Mantıklı düşündüğümüzde inançlarımıza ne kadar bağlı kalsak da eğer ortaya çıkarılan gerçek bu inancımızla ters düşüyorsa inancımızı tekrar gözden geçirip, gerçeğin bize gösterdiği yoldan ilerlememiz gerekir. Fakat gerçek dünyada, o inancın biz de yarattığı bir bakıma güven duygusunu bu kadar kolay yıkabilir miyiz? Belki de yıllar boyu inandığımız, hayatımızın çoğunu inançlarımız üzerine kurduğumuz bu yaşamı silip atmak, kökünden değiştirmek bu kadar kolay olabilir mi ki?

Psikolojide geri tepme etkisi diye bir kavram vardır. Geri tepme etkisinde kişiye inançlarıyla çelişecek bir gerçek söylendiğinde kişi bunu tamamıyla reddeder, hatta inancına daha da sıkıyla bağlanır. İşte gerçek dünyada genelde verilen tepki budur. Bunun genel nedeni bana göre zihinlerimizin pek esnek olmamasıdır. Genelde insanlar yeni fikirlere yeni boyutlara çok çabuk alışamayabilir, aralarında çok çabuk geçiş yapamayabilirler. Çünkü eskinin verdiği güven duygusunu severler. Alışılmış olan hiçbir zaman zarar veremez algısındadırlar. Fakat yeninin bilinmezliği insanı korkutur, temkinli davranmaya sürükler. Çoğu batıl inanç ve alışkanlıkların bazı insanlar için tabu olmasının nedeni de budur. Daha kolay, daha yeni olanı seçmek yerine bize yetenle yetiniriz belki de. Kim bilir kaç tane fırsatı bu nedenlerle kaçırıyoruz. Halbuki zihnimizi biraz esnetebilsek ne kadar farklı gerçeklerle karşılaşacağız.

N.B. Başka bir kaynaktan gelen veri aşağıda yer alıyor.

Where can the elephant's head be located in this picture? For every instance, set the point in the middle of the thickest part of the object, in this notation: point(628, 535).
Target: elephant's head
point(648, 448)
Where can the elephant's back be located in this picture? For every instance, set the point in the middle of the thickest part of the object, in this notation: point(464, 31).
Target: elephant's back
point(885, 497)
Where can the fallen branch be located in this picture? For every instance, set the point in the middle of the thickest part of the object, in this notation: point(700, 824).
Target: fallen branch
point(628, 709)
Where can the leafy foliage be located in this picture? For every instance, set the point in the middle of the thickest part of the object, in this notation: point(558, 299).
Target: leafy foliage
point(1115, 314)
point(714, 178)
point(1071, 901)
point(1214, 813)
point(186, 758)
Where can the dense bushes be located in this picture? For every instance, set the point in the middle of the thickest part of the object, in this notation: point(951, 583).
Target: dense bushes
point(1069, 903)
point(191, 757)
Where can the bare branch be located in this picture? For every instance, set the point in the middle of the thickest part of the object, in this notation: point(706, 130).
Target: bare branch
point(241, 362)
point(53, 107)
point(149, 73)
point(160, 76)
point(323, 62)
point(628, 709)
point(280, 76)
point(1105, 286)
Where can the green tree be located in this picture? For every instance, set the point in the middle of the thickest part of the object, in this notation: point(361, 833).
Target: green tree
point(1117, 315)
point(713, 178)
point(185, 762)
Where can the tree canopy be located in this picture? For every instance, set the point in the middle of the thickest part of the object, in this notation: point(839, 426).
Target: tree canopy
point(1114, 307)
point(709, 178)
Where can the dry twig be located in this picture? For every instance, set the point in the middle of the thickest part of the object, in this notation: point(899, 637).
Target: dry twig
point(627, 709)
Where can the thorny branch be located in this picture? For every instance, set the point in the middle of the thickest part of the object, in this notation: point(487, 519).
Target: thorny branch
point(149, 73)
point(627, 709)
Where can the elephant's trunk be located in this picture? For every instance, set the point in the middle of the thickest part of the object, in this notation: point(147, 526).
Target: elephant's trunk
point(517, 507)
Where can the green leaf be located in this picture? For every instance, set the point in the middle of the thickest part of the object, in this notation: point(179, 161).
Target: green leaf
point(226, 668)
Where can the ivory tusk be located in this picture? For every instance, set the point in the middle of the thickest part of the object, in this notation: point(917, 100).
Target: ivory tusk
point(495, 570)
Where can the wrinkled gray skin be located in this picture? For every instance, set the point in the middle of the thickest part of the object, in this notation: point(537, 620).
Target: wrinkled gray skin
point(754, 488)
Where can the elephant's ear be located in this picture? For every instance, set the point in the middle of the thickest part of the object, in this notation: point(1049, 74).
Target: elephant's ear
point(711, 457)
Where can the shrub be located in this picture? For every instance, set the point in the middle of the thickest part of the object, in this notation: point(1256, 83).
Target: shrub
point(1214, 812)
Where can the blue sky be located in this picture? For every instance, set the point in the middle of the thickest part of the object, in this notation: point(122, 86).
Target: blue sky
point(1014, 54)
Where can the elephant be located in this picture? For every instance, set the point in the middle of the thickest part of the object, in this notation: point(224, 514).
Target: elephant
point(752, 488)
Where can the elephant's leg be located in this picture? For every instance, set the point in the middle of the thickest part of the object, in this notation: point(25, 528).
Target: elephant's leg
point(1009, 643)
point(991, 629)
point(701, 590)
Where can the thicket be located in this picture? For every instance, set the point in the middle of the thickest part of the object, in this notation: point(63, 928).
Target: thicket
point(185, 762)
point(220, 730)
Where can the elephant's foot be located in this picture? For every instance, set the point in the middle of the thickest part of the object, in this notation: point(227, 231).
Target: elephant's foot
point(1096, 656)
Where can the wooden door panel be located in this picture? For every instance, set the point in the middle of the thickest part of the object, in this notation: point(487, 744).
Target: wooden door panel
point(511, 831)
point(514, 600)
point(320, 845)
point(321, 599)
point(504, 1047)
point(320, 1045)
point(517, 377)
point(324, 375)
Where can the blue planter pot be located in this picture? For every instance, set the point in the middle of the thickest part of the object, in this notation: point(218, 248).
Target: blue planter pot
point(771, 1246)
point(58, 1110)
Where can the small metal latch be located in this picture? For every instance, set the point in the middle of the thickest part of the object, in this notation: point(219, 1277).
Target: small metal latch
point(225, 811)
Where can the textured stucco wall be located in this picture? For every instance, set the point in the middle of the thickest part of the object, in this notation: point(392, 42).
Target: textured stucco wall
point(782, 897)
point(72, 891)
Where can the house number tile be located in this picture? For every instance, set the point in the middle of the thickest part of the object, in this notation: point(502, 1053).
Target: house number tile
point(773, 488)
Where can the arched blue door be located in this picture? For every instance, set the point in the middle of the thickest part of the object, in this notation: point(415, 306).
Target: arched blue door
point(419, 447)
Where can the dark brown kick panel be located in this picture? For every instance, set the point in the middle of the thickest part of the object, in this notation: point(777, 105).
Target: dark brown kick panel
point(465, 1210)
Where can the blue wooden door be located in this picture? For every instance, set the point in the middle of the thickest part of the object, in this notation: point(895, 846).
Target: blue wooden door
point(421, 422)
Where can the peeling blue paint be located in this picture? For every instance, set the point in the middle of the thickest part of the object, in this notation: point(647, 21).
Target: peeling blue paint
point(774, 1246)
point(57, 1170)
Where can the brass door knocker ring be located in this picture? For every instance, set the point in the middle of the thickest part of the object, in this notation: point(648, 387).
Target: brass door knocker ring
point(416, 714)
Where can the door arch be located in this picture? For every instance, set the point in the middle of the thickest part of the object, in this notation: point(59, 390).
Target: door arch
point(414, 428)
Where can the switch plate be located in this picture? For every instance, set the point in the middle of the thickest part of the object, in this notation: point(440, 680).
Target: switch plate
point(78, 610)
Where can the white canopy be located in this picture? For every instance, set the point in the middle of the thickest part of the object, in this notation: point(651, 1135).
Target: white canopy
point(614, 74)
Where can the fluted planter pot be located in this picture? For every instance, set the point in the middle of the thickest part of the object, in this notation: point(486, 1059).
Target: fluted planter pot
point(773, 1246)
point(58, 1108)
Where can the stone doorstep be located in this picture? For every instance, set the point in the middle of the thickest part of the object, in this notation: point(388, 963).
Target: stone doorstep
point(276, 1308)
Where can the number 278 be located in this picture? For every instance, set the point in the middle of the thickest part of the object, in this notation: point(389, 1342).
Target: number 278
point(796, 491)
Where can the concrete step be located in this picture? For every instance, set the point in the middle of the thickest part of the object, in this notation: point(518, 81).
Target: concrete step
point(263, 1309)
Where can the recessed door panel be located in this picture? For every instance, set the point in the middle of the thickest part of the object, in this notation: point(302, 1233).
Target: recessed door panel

Bu geri tepme etkisini aslında günlük hayatımızda görmek oldukça mümkün. Geçenlerde incelediğim bir araştırmada bir grup insanın desteklediği, fikirlerine inandığı birisinin hakkında çıkan olumsuz yöndeki gerçekler o kişiye olan desteğin daha çok artmasına neden olmuş. İlk okuduğumda inanamasam da bir süre sonra düşündükçe aslında bir çok örneğin sosyal medyada veya günlük yaşantıda karşımıza çıktığını gördüm. Tabii bu düşünce şekli tüm insanları kapsamakta fakat göz ardı edilemeyecek kadar insan hayatlarını bu şekilde devam ettirmekte. Bizler kendi inançlarımıza karşı bir tepki verilidiğinde genel olarak savunma mekanizmamızı aktifleştiriyoruz. Karşımızdaki kişinin bize karşı yönlendiridiği “tehditleri” yok etmek için inandığımız şeyler hakkında daha fazla ve daha güçlü savlar bulmaya çalışıyoruz. Bunun sonucunda da karşımızdaki kişiyi inandırsak da inandıramasak da inancımıza daha da bağlanıyoruz. Bu durum bazen o kadar aşırıya kaçıyor ki, insanlar o konuda az bilgi sahibi olmasına rağmen karşısındakini inandıracak kadar güçlü bir şekilde o fikri savunabiliyor. Bir de bu kişinin hitabeti güçlü ise insanların, hatta toplulukların o kişiye inanması oldukça muhtemel.

 

Bu durumların hepsini göz önüne aldığımızda inançlarımızı ve fikirlerimizi belki de kökten sarsıp yalanlayabilecek bir gerçek genel olarak bizler için pek de önemli değil sanırım. Bu durumun kesinlikle yanlış olduğunu ve daha farklı ve kanıtlanmış olgulara inanmamız gerektiğini düşünsem de genele baktığımızda bu durum pek de olası gözükmüyor. Kendim için konuşursam da bu tür durumlarda daha açık fikirli olmaya çalışıyorum ve her şeye körü körüne bağlanmamaya gayret gösteriyorum. Yani bu yazımda da bahsettiğim gibi zihnimi esnek tutmaya çalışıyorum. Bu şekilde gerçeklerin ışığında, bilimle oluşan yolda yaşamamı

devam ettireceğimi umuyorum. Eğer toplumlara ve bireylere tepki çekebilecek bir gerçeği anlatma yolunda tek taraflı değil de iki taraflı bir şekilde, suçlayıcı bir tavır takınmadan konuşulduğunda gerçeklere inanma oranının da daha yüksek olacağını inanıyorum. Bu tür durumlarda önemli olan karşımızdaki kişi gerçeklikten ne kadar sapmış olursa olsun o tarafın da düşüncelerini dinleyip doğru bir yaklaşımla gerçekleri iletmek. Sağlıklı bir iletişmle umuyorum ki hepimizde az da olsa bulunan gerçeğe karşı olan ön yargıdan kurtulabiliriz.

 

Son olarak, gerçeklere inanmak farklı fikirlere yaklaşımımızdan geçer. Bizler açık fikirli olur ve bilimin ışığında ilerlersek bir çok alanda birçok durumu farklı açılardan görebilme becerisine sahip oluruz. Bu açıdan baktığımızda belki de en çok yaptığımız, durduramadığız, kim olduğumuzu belirleyen bu fikirlerimizi değiştirecek, etkileyecek olan gerçekleri önemsemeli, kabul etmeli ve dünyaya başka açılardan bakmalıyız.